In this tutorial, we will guide you through the process of building a movie recommendation system using various recommendation techniques. We will implement both content-based filtering and collaborative filtering to provide movie suggestions based on user preferences and movie attributes. We will use Python and popular libraries like pandas and scikit-learn to manipulate data and calculate similarity scores. Let’s get started!
First, let’s import the required libraries and load the MovieLens dataset. The MovieLens dataset contains movie ratings and movie metadata, which we will use to build our recommendation system.
import pandas as pd
from sklearn.metrics.pairwise import cosine_similarity
# Load MovieLens dataset
movies = pd.read_csv('movies.csv')
ratings = pd.read_csv('ratings.csv')
# Merge ratings and movies dataframes
movie_ratings = pd.merge(ratings, movies, on='movieId')

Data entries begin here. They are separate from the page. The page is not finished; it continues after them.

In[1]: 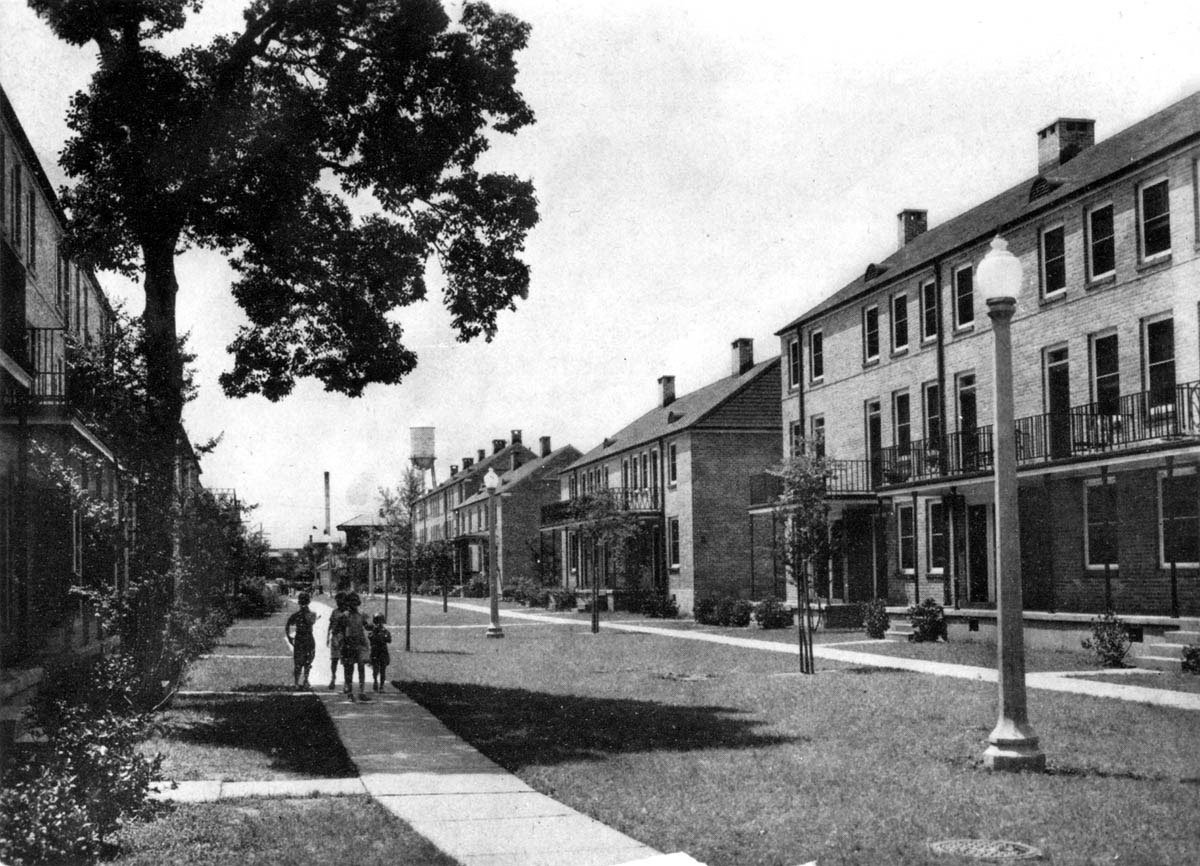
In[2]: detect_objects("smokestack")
[896,208,929,248]
[325,473,329,539]
[659,375,674,405]
[733,337,754,375]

Content-based filtering recommends items similar to the ones the user has interacted with in the past. In our case, we will use movie genres as the content attributes for recommending similar movies.
Creating a Genre Matrix
First, we’ll create a genre matrix using one-hot encoding to represent each movie’s genres.
# Create a genre matrix using one-hot encoding
genre_matrix = movie_ratings['genres'].str.get_dummies('|')
Calculating Cosine Similarity
Next, we will calculate the cosine similarity between movies based on their genres. Cosine similarity measures the similarity between two non-zero vectors in an inner product space.
# Calculate the cosine similarity between movies based on genres
cosine_sim = cosine_similarity(genre_matrix, genre_matrix)
# Create a dataframe with movie titles as index and movieId as columns
movie_similarity = pd.DataFrame(cosine_sim, index=movies['title'], columns=movies['title'])